A two-tiered return structure (part of the capital stack) gives investors more choices when placing equity into multifamily syndication opportunities. Investors can invest in either Class A and/or Class B tiers. This allows investors to match investment goals.
For limited partners, this is becoming a common trend. Limited partners want to receive returns on a promissory note style with the Class A tier. While some investors enjoy the returns structured in Class B tiers. Investors can also participate in both tiers as well.
- Class A: Class A investors sit behind the debt in the capital stack (order of the total
capital invested in a project).
- This tier is limited to a certain percentage of the total equity.

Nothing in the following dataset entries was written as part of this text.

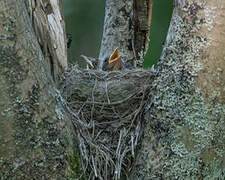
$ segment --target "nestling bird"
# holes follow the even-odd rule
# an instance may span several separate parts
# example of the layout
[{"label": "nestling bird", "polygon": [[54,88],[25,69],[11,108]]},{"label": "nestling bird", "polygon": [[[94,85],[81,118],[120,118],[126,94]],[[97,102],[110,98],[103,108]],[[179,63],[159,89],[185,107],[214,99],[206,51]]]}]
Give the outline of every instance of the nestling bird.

- Class A investors have virtually no upside upon disposition or another capital event.
- This tier is for investors who prefer stronger cashflow and minimal risk.
- Class B: Class B investors sit behind Class A investors in the capital stack.

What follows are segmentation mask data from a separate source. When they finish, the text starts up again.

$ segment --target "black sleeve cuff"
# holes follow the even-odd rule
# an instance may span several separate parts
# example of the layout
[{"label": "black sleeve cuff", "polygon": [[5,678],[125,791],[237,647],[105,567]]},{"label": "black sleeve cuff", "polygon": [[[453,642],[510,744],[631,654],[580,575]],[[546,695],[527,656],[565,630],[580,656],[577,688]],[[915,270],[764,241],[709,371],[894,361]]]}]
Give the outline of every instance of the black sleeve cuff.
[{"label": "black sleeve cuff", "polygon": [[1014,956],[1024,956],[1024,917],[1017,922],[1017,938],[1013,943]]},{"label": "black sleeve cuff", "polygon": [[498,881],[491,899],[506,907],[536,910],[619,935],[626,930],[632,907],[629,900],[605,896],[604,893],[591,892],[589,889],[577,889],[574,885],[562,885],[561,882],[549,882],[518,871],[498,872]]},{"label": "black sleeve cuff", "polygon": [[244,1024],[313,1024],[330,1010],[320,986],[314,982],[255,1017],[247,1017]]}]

- Class B may include a preferred return which accrue over the life of the deal.
- Cashflow from operations remaining after paying out Class A will be distributed to Class B investors.
- This tier is for investors who want to maximize their returns over the life of the investment.
- Class B investors participate in the upside upon disposition or capital events.
- Class A require higher minimum investments starting at $100,000.
- Class B minimum investments start at $50,000.
- Investors can break up their $100,000 investment
into both Class A and Class B tiers.
- Example: $25,000 into Class A and $75,000 into Class B or vice versa so long as the total investment in the deal is $100,000.